Skip to main content

A Twitter streaming library built on tweepy that enables dynamic term tracking

Project description

Twitter Monitor
===============

[![Build Status](https://travis-ci.org/michaelbrooks/twitter-monitor.svg?branch=master)](https://travis-ci.org/michaelbrooks/twitter-monitor)
[![Coverage Status](https://coveralls.io/repos/michaelbrooks/twitter-monitor/badge.svg?branch=master)](https://coveralls.io/r/michaelbrooks/twitter-monitor?branch=master)

A Twitter streaming library built on [Tweepy](https://github.com/tweepy/tweepy) that enables dynamic tracking
of the [filtered Twitter Streaming API](https://dev.twitter.com/docs/api/1.1/post/statuses/filter).

This library provides a framework that you can use to build your own dynamic Twitter term tracking system.
You will want to do three things:

1. Create a subclass of `TermChecker` that knows how to look for tracked terms (e.g. in a database or a file).
There is a `FileTermChecker` provided as an example.
2. Create a subclass of `JsonStreamListener` that does something interesting with the tweets.
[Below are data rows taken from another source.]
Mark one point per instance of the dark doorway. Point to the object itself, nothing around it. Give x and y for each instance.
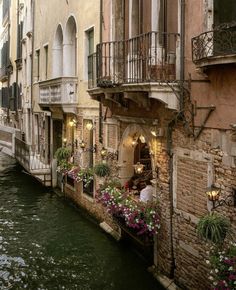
(57, 134)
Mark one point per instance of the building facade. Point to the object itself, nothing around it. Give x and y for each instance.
(167, 82)
(153, 83)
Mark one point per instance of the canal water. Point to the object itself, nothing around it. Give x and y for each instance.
(46, 243)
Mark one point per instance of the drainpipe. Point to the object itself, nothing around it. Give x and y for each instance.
(32, 66)
(182, 53)
(18, 43)
(170, 153)
(171, 128)
(100, 104)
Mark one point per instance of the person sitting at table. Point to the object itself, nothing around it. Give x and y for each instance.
(132, 183)
(146, 194)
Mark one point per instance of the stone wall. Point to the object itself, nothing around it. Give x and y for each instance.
(197, 165)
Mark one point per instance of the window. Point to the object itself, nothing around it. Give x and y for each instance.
(224, 12)
(37, 64)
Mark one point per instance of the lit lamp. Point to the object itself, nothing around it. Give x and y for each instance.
(213, 193)
(89, 126)
(82, 145)
(103, 152)
(138, 168)
(142, 139)
(153, 131)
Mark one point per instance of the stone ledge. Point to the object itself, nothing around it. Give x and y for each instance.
(163, 280)
(108, 229)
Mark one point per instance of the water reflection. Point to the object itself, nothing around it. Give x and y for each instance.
(45, 243)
Maybe write tweets
to a file a database.
3. Start an instance of the `DynamicTwitterStream` class, which ties it all together.

There is also a `stream_tweets` script you can use to get started
streaming tweets more quickly. More information is [below](#streaming-script).


####Installation

This package is available on PyPI [here](https://pypi.python.org/pypi/twitter-monitor).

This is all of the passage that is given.